Multilevel-Langevin pathwise average for Gibbs approximation
Maxime Egéa, Fabien Panloup
TL;DR
The paper introduces a Multilevel-Langevin pathwise average method to approximate Gibbs distributions $\pi(dx) \propto e^{-U(x)}dx$ via overdamped Langevin diffusions. By combining occupation measures from Euler discretizations at geometrically decreasing steps, the authors achieve an $\varepsilon$-approximation with near $\varepsilon^{-2}$ complexity, up to logarithmic factors, and derive explicit $d$-dependent bounds in strongly convex settings. Two main regimes are analyzed: (i) $a=1$, $\delta=1/2$, yielding $\varepsilon^{-2}$-type complexity with $\log$ factors, and (ii) $a=2$, $\delta=1$, achieving $\varepsilon^{-2}$-complexity without the extra logs under stronger smoothness. Theoretical results are complemented by numerical experiments on Ornstein–Uhlenbeck and logistic-type perturbations, comparisons with ULA/MALA, and investigations into nonconvex robustness.
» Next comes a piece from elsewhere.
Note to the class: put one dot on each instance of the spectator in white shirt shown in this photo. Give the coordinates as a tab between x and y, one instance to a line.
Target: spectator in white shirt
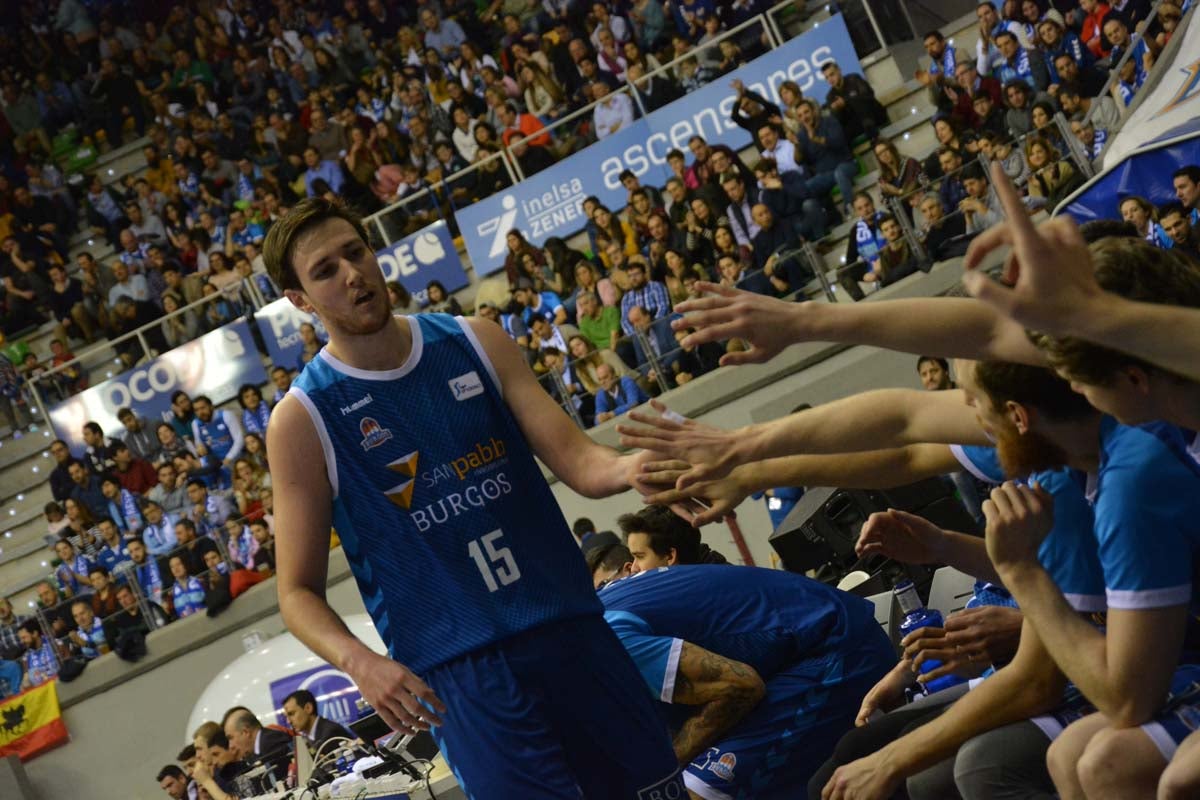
780	150
613	112
131	286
Overall, the work provides a practically appealing, dimension-aware multilevel MCMC framework for Gibbs sampling with provable complexity guarantees and explicit parameter guidance.
Abstract
We propose and study a new multilevel method for the numerical approximation of a Gibbs distribution $π$ on $\mathbb{R}^d$, based on (overdamped) Langevin diffusions. This method inspired by \cite{mainPPlangevin} and \cite{giles_szpruch_invariant} relies on a multilevel occupation measure, $i.e.$ on an appropriate combination of $R$ occupation measures of (constant-step) Euler schemes with respective steps $γ_r = γ_0 2^{-r}$, $r=0,\ldots,R$. We first state a quantitative result under general assumptions which guarantees an \textit{$\varepsilon$-approximation} (in a $L^2$-sense) with a cost of the order $\varepsilon^{-2}$ or $\varepsilon^{-2}|\log \varepsilon|^3$ under less contractive assumptions. We then apply it to overdamped Langevin diffusions with strongly convex potential $U:\mathbb{R}^d\rightarrow\mathbb{R}$ and obtain an \textit{$\varepsilon$-complexity} of the order ${\cal O}(d\varepsilon^{-2}\log^3(d\varepsilon^{-2}))$ or ${\cal O}(d\varepsilon^{-2})$ under additional assumptions on $U$. More precisely, up to universal constants, an appropriate choice of the parameters leads to a cost controlled by ${(\barλ_U\vee 1)^2}{\underlineλ_U^{-3}} d\varepsilon^{-2}$ (where $\barλ_U$ and $\underlineλ_U$ respectively denote the supremum and the infimum of the largest and lowest eigenvalue of $D^2U$). We finally complete these theoretical results with some numerical illustrations including comparisons to other algorithms in Bayesian learning and opening to non strongly convex setting.